Tuesday, October 18, 2011

Harry Belafonte

Harry Belafonte: Harry Belafonte, the singer and activist who once marched with Martin Luther King Jr., called black GOP candidate Herman Cain a “bad apple” who  did not represent the African-American community.

In a clip to air Friday on HLN, Belafonte told Joy Behar that Cain, a wealthy businessman who grew up in poverty, was not an “authority on the plight of people of color.”

“[Cain] doesn’t believe that racism holds anyone back, in any way now,” Behar told Belafonte. “What do you think about that statement?”

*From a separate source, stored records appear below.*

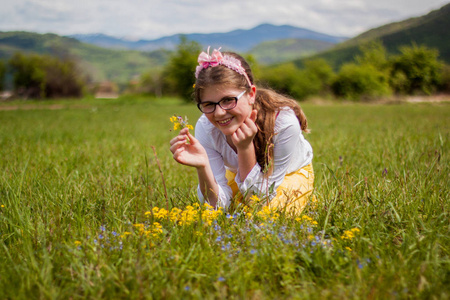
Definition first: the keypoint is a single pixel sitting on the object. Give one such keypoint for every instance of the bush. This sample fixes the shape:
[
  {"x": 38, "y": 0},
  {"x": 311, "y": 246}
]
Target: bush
[
  {"x": 2, "y": 75},
  {"x": 179, "y": 74},
  {"x": 45, "y": 77},
  {"x": 360, "y": 81},
  {"x": 416, "y": 70},
  {"x": 445, "y": 79}
]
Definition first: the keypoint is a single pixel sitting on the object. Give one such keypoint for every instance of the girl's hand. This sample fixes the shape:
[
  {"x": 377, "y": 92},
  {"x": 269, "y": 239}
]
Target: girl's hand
[
  {"x": 190, "y": 154},
  {"x": 242, "y": 138}
]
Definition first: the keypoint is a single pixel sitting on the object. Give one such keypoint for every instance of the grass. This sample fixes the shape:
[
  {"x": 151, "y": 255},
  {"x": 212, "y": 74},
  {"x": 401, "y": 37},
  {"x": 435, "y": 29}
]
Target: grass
[{"x": 83, "y": 209}]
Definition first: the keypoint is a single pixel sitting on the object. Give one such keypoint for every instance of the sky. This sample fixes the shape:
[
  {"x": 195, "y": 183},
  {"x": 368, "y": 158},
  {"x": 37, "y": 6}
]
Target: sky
[{"x": 151, "y": 19}]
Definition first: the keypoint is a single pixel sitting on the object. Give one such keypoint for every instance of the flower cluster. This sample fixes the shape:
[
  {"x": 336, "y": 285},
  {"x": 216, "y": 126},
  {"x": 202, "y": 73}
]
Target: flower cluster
[
  {"x": 193, "y": 213},
  {"x": 179, "y": 122},
  {"x": 349, "y": 234}
]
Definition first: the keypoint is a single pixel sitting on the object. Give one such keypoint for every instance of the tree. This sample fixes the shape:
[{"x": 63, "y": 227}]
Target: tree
[
  {"x": 181, "y": 68},
  {"x": 416, "y": 70},
  {"x": 373, "y": 53},
  {"x": 2, "y": 74},
  {"x": 45, "y": 77},
  {"x": 360, "y": 81}
]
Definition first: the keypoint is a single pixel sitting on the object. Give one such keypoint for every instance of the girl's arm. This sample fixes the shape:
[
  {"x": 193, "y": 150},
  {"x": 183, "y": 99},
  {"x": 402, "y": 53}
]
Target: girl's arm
[
  {"x": 193, "y": 154},
  {"x": 291, "y": 151},
  {"x": 242, "y": 138}
]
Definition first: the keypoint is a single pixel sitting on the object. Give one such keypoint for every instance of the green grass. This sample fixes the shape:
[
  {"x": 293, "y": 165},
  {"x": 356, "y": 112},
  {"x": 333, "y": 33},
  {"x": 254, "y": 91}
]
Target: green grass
[{"x": 74, "y": 181}]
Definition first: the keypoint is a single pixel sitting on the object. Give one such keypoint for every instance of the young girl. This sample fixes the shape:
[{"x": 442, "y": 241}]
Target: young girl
[{"x": 247, "y": 142}]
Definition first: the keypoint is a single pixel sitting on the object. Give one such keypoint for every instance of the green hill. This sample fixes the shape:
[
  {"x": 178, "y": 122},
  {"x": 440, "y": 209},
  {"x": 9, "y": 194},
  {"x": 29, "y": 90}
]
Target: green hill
[
  {"x": 98, "y": 63},
  {"x": 287, "y": 50},
  {"x": 430, "y": 30}
]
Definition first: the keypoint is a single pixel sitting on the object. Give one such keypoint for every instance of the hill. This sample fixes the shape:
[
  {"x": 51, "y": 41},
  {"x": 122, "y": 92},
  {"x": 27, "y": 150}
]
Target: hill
[
  {"x": 237, "y": 40},
  {"x": 287, "y": 50},
  {"x": 430, "y": 30},
  {"x": 98, "y": 63}
]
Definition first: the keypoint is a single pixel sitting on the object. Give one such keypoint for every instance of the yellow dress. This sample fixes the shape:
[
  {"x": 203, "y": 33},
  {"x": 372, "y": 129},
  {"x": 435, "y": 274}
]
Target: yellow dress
[{"x": 293, "y": 194}]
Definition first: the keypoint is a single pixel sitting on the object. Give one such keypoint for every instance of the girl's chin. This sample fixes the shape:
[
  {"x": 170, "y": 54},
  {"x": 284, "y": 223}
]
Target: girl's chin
[{"x": 227, "y": 130}]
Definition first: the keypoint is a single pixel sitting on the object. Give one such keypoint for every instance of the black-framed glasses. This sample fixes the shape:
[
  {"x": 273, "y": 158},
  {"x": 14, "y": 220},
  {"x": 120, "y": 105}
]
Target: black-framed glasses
[{"x": 226, "y": 103}]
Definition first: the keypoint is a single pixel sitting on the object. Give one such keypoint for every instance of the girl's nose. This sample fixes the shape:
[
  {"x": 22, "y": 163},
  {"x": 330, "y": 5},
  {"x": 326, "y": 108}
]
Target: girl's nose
[{"x": 219, "y": 111}]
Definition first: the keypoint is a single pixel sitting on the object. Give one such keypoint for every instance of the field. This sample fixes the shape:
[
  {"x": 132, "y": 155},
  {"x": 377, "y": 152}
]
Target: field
[{"x": 94, "y": 206}]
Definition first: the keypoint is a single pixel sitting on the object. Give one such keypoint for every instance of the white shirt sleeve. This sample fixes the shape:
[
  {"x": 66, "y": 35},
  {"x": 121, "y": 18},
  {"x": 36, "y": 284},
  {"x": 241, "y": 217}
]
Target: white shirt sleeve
[
  {"x": 217, "y": 165},
  {"x": 291, "y": 152}
]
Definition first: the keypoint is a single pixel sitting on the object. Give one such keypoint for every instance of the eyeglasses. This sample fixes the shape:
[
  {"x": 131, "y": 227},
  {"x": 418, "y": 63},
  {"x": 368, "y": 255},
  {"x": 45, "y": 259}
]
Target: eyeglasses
[{"x": 226, "y": 103}]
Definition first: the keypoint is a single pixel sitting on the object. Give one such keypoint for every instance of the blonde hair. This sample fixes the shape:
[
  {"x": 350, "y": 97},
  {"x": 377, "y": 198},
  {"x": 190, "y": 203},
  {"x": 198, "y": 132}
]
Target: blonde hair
[{"x": 267, "y": 103}]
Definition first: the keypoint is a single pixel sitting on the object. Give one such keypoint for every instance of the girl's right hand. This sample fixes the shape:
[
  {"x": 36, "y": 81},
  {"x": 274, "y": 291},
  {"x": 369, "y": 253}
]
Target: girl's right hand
[{"x": 189, "y": 153}]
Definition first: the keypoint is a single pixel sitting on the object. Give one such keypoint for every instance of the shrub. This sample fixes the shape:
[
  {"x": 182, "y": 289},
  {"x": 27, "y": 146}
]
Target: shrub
[
  {"x": 360, "y": 81},
  {"x": 179, "y": 73},
  {"x": 416, "y": 70},
  {"x": 2, "y": 74},
  {"x": 45, "y": 77}
]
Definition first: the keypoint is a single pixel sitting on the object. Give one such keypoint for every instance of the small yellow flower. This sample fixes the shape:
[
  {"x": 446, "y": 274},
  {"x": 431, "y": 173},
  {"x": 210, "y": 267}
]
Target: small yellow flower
[
  {"x": 179, "y": 122},
  {"x": 254, "y": 198}
]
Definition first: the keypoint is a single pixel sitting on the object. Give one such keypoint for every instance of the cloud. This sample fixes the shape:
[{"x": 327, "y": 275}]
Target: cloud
[{"x": 156, "y": 18}]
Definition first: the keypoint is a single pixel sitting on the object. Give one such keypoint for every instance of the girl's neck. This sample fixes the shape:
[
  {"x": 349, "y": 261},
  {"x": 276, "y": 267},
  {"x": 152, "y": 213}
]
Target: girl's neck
[{"x": 230, "y": 143}]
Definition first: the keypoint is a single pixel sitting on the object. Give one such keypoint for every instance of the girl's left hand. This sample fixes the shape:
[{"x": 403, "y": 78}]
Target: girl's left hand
[{"x": 242, "y": 138}]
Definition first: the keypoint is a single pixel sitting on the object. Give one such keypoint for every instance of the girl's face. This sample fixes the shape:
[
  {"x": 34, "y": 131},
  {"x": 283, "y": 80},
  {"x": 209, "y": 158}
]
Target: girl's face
[{"x": 228, "y": 121}]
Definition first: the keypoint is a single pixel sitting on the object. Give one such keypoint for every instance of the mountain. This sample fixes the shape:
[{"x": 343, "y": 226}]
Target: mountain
[
  {"x": 237, "y": 40},
  {"x": 98, "y": 63},
  {"x": 287, "y": 50},
  {"x": 431, "y": 30}
]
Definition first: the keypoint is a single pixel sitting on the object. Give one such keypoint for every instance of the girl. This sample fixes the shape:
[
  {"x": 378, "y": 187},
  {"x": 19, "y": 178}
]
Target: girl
[{"x": 247, "y": 142}]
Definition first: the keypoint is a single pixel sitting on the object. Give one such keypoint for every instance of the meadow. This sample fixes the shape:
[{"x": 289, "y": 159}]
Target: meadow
[{"x": 93, "y": 206}]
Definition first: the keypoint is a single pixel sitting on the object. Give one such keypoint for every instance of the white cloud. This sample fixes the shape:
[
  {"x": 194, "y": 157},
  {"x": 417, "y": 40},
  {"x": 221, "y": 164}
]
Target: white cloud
[{"x": 155, "y": 18}]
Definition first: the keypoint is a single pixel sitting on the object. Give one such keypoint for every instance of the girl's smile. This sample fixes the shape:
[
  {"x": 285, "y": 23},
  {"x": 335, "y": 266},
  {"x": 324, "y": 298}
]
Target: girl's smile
[{"x": 228, "y": 121}]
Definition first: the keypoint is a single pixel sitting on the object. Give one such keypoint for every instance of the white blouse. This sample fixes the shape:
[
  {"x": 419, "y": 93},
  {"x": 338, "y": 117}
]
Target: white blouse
[{"x": 291, "y": 152}]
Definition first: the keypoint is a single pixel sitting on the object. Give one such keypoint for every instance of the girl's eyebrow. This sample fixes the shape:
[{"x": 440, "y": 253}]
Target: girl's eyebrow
[{"x": 225, "y": 97}]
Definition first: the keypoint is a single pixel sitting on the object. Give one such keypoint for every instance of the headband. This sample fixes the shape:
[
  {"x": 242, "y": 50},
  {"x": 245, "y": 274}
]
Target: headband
[{"x": 216, "y": 58}]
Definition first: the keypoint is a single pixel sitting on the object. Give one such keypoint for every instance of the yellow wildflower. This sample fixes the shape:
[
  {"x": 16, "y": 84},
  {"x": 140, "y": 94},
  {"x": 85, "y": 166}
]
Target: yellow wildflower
[{"x": 179, "y": 122}]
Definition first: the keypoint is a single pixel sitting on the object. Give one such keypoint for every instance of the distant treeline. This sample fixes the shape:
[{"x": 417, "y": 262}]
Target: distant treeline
[{"x": 372, "y": 74}]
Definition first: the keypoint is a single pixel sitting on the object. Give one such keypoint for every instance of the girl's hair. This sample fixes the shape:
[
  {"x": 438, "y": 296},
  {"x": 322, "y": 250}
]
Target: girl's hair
[{"x": 267, "y": 103}]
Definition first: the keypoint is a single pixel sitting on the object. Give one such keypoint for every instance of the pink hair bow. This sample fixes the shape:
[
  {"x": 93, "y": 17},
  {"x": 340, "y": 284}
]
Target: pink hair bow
[
  {"x": 212, "y": 60},
  {"x": 216, "y": 58}
]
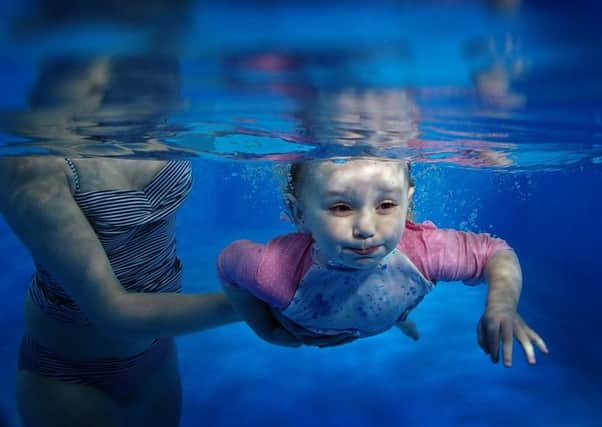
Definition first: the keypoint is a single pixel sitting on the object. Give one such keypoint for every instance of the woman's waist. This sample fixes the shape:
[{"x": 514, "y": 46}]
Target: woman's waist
[{"x": 77, "y": 341}]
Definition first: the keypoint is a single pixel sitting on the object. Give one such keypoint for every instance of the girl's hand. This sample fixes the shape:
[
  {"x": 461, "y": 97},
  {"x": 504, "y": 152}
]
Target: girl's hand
[{"x": 503, "y": 322}]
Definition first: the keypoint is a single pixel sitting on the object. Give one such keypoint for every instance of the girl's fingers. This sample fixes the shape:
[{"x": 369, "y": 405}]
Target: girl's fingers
[
  {"x": 539, "y": 342},
  {"x": 507, "y": 341},
  {"x": 523, "y": 338}
]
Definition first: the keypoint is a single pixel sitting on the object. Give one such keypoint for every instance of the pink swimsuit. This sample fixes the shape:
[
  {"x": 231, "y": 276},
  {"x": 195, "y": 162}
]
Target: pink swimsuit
[{"x": 326, "y": 300}]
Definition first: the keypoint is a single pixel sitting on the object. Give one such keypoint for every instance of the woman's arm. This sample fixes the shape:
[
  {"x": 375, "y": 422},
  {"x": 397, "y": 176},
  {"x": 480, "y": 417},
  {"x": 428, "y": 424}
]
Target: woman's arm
[{"x": 37, "y": 203}]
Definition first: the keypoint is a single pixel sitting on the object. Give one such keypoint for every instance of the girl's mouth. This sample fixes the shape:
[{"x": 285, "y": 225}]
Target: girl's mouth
[{"x": 365, "y": 251}]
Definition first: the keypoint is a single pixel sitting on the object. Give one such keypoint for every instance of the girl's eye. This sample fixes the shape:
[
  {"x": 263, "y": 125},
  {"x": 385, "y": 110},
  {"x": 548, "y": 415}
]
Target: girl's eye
[
  {"x": 340, "y": 209},
  {"x": 386, "y": 206}
]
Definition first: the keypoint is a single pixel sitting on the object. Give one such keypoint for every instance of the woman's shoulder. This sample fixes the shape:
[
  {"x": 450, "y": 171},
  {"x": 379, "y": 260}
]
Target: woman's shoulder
[{"x": 26, "y": 170}]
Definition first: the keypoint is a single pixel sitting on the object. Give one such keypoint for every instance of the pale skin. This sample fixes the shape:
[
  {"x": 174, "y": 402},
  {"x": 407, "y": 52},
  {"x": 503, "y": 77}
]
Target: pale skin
[
  {"x": 355, "y": 211},
  {"x": 37, "y": 203}
]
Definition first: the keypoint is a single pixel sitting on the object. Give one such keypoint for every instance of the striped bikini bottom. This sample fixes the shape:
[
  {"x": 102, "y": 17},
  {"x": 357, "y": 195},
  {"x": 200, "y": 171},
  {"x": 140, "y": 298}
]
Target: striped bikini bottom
[{"x": 117, "y": 377}]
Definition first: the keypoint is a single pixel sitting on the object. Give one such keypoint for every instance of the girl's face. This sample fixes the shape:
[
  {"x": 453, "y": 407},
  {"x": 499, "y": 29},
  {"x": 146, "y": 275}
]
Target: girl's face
[{"x": 354, "y": 209}]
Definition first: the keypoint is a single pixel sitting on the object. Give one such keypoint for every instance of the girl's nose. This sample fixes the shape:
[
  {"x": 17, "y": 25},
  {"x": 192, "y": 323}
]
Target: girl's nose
[{"x": 364, "y": 226}]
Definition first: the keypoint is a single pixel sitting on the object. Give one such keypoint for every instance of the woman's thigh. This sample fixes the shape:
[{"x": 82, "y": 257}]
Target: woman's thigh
[
  {"x": 157, "y": 401},
  {"x": 46, "y": 402}
]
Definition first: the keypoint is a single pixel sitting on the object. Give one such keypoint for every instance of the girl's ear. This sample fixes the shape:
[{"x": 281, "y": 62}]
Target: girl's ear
[{"x": 296, "y": 212}]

“It’s very hard to comment on somebody who is so denied intelligence – and certainly who is denied a view of history, such as he reveals. He knows very little. Because he happened to have good fortune, because he happened to have had a moment when he broke through – the moment someone blinked – does not make him the authority on the plight of people of color,” the singer said.

Belafonte, who in 2002 compared then Secretary of State Colin Powell to a house slave, again attacked Powell as well former Secretary of State Condoleezza Rice and other black Republicans.

“The Republican Party, the Tea Party, all those forces to the extreme right, have consistently tried to come up with representation for what they call black, for what they call the real Negroes  and try to push these images as the kinds of voices that Americans should be listening to,” Belafonte said.

“So we have Condoleezza Rice, we’ve got Colin Powell – they’re heroes for some people. But for a lot us, they’re not,” he said. ‘And Herman Cain is the latest incarnation of what is totally false to the needs of our community, and the needs of our nation. I think he’s a bad apple, and people should look at his whole card. He’s not what he says he is.

In a written response to the The Hill newspaper, Cain said calling him names would not work to quell his message.

“As far as Harry Belafonte’s comment, look, I left the Democratic plantation a long time ago. And all that they try to do when someone like me — and I’m not the only black person out there that shares these conservative views –  the only tactic that they have to try and intimidate me and shut me up is to call me names, and this sort of thing. It just simply won’t work,” Cain said.

Cain, the former CEO of Godfather’s Pizza, is currently running second in national GOP polls.